Sources: Yahoo! Finance, Thomson First Call, Thomson Financial/BaselineBlankenship sees high inventories and low coal prices as a "tremendous opportunity" for growth in the next 12-18 months: these conditions will create opportunities for Massey to acquire distressed miners and reduce labor competition.

Labor turnover has declined to about 13%-15% compared to 30% at the beginning of 2006, says Kohler. This more stable, productive workforce, plus a "modest improvement" on coal pricing should boost Massey's earnings to $1.62 a share in 2008.

Massey's thermal coal production for 2008 and most of 2009 is locked in contracts. Michael Dudas, metals and mining analyst at Bear Stearns, expects these to help Massey "generate good margins" in 2008.

The company has ample cash on balance and additional credit available to fund acquisitions and its share buyback program.

Still, Kohler says, "I like Massey solely due to their metallurgical coal market."

The weak U.S. dollar, high freight costs, tight growth in supplies from Australia due to port congestion, and strong global demand for steel has made "U.S. metallurgical coal very attractive," Kohler says. "This is the first year that they have received inquiries from Asian consumers."

The real overhang on Massey's stock, Heartland portfolio manager Evans says, is the "fear and concern about the potential adverse effects of litigation" for violating the Clean Water Act in a suit by the Environmental protection agency.

Evans denounces the lofty estimates of $2 billion in fines for thousands of alleged violations and says, "I think the market is overreacting."

Massey CEO Blankenship says: "We feel that the government is being unreasonable" and that concerning this lawsuit he is "very comfortable it is immaterial."

Third-party consultants peg Massey's liabilities at $1.5 million to $7 million.
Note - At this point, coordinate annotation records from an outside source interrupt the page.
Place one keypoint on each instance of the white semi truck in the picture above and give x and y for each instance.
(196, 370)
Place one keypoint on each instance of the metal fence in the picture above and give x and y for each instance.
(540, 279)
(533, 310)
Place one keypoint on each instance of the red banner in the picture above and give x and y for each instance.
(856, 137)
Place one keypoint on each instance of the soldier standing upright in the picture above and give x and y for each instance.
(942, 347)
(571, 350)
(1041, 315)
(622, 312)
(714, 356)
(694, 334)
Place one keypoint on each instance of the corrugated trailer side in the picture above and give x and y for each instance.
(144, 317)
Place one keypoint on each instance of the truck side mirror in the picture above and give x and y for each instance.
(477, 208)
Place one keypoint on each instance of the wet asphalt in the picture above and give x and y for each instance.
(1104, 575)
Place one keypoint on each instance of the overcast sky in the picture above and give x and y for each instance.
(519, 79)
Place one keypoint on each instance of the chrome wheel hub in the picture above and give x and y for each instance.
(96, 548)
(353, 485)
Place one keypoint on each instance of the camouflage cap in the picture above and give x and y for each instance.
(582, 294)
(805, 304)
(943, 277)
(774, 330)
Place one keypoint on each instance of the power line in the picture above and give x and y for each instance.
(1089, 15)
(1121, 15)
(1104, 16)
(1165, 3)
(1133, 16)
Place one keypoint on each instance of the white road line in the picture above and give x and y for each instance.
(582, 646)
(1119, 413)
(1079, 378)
Blankenship, whose estimates range from no fines to $1 million, says that Massey could have settled out of court but opted not to in order to set precedence for other cases.

Another lawsuit is trying to rescind permits allowing for mountain-top mining in West Virginia. Blankenship expects the issue to be resolved and says that Massey has the ability to shift to other reserves to shore up production.

Certainly, a further pullback in coal prices, high costs related to regulations and law suits or other economic pressures could derail Massey's growth picture.

However, Bear Stearns analyst Dudas says that so far it looks like that Massey's strong balance sheet, overall consumer demand for metallurgical coal, and the weak dollar offer "some positive catalysts that should help move the stock higher."